Setelah “Bar Mitzvah” saya dikirim ke sekolah rabi yang lebih tinggi dengan satu tujuan untuk menjadi rabi. Saya menghabiskan tahun-tahun dari saat saya berusia 13 sampai 22 di sekolah yang berbeda di mana pelajaran yang utama adalah Talmud, yang terdiri dari 60 buku yang mengatur kehidupan sehari-hari. Masalah-masalah utama yang dipelajari adalah: kerusakan, hari raya, pernikahan dan perceraian, doa dan masalah pertanian. Gaya bahasa utama dari buku-buku tersebut adalah argumentasi. Contohnya kalau seorang rabi mengatakan jika sebuah telur dihasilkan pada hari raya, maka boleh dimakan, dan rabi yang lain berkata bahwa itu tidak layak untuk dimakan, tetapi “trefa”. Talmud adalah karya argumentasi dan pepatah yang berhubungan dengan pendidikan. Buku tersebut berurusan dengan aliran mistik, metafisik dan adat istiadat. Saya, sebagai murid yang belajar Talmud, harus menghafal nama setiap rabi yang menyatakan pendapatnya mengenai masalah kerusakan, hari raya dan sebagainya. Talmud ditulis pada jaman Tannaim dan Amoraim, 1800 tahun yang lalu. Sejak itu ribuan buku yang memberi komentar atas Talmud telah ditulis. Buku yang paling terkenal, yang sama pentingnya dan sama mengikatnya seperti Talmud bagi penganut Talmud adalah Ramban, “Rosh”, Tosafot dan Rashi, yaitu komentator Talmud yang terbesar. Saya harus mengetahui semua perbedaan pendapat dan pepatahnya. Karena begitu banyak yang harus dipelajari, kami tidak mempunyai waktu bahkan untuk hal-hal yang paling dasar yang bersifat duniawi. Saya mengabaikan aritmatika, geografi, dan yang lainnya, tetapi pada usia 22 tahun saya dianggap sebagai “lamdan” yang berarti orang yang dipelajari di dalam Talmud.

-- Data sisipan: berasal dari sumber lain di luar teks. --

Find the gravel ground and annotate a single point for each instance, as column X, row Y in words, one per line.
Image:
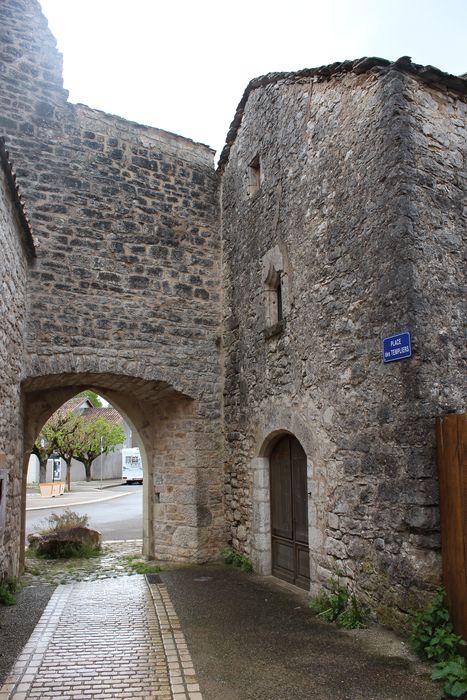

Pada tanggal 1 September 1939, perang dunia kedua meletus. Saya baru saja menerima diploma saya sebagai rabi yang disebut “Smicha” di musim panas waktu itu. Saya berencana untuk menikah dan menjadi pemimpin agama Israel, dan menggunakan pengetahuan yang saya peroleh untuk memimpin saudara-saudara saya orang Yahudi di jalan Talmudic, tradisi dari rabi. Rencana lain adalah untuk meninggalkan Polandia, mungkin beremigrasi ke negara Latin Amerika, karena ada kebutuhan yang besar untuk rabi di sana. Perang merusak semua rencana saya. Hidup saya sendiri terancam, seperti halnya semua saudara saya orang Yahudi di Eropa.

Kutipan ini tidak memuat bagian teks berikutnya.